Ghostbusters: The Video Game was a reasonably solid game, generally sitting in the 6-8/10 range in reviews if memory serves correctly. I could look it up, but tabbing over from this document for the sake of looking up Ghostbusters review scores is time--the literal essence of my mortal existence--I would never get back. Anyway, that game was sort of like a third-person shooter, with weird score attack and upgrade elements, that was super low budget (thanks to publishing from one of the several incarnations of Atari) and extremely janky. It had some decent ideas, but it was mostly notable for somehow being the official sequel to Ghostbusters II.
For years and years, the various creatives involved with the original Ghostbusters movies could not get a third movie off the ground. Several script iterations and directorial efforts couldn’t get past the drafting phase, and Bill Murray is often cited as one of the biggest roadblocks.
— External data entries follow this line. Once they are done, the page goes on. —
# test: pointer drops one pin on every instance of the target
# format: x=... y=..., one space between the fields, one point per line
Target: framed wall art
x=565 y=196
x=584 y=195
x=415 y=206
Then, for some reason that I don’t recall ever coming to light, Murray and all the rest of the original cast (some of whom happened to also be on the creative/writing side as well) agreed to do a video game instead. So aside from the controversial remake-ish flick from recent years, Ghostbusters: The Video Game was the last stop on that train.
Maybe that’s the justification for bringing it back. It’s a part of the mythos in what can only be official capacity, due to the involvement of the likes of Harold Ramis and Dan Akroyd. Having that game mostly lost to time, due to licensing issues would have been a shame, although I ended up with the game on my Steam library, so it was around well after its shelf life. But that said, I feel like Ghostbusters: The Video Game Remastered’s mere existence shows us a strange rift in the “remastered video games” timeline.
What’s with such a middling, barely significant game getting a remaster treatment like this? Why bother re-releasing this thing in this specific form? Does Ghostbusters: The Video Game truly warrant a budget and resources dedicated to bringing a janky, visually hapless, ten year-old video game to a 4K system? Does replacing its crappy multiplayer with some other possibly all right multiplayer nobody will touch once Call of Duty comes out somehow make this worth the inevitably large price tag? Why not just snag the rights and port the thing to modern platforms as-is? Charge ten bucks for it, make it run on new platforms, and boom! History has been preserved. Instead, we’re rolling out the red carpet for mediocrity in a way that not even the White House has... you know what? Never mind.
It just seems to be that we’ve run the course of the whole remaster thing. The games we’d want have mostly all been re-released and with the PS5 (and probably next Xbox) having backwards compatibility baked in, there won’t be any need to justify more of them. The games we really, desperately want to see again probably won’t happen due to licensing issues or obscurity that won’t ever be overcome. So now we have companies snapping up licenses and remastering games like Ghostbusters for... what reason exactly? It isn’t good enough for enough people to care, and there’s no irony like the kind used to justify bringing Shaq Fu back. Remastering has been presented for so long as a sign of prestige and worth and, while this is just one game of many, it has me wondering how many middling IP-holders are lying in wait to see how much money gets made.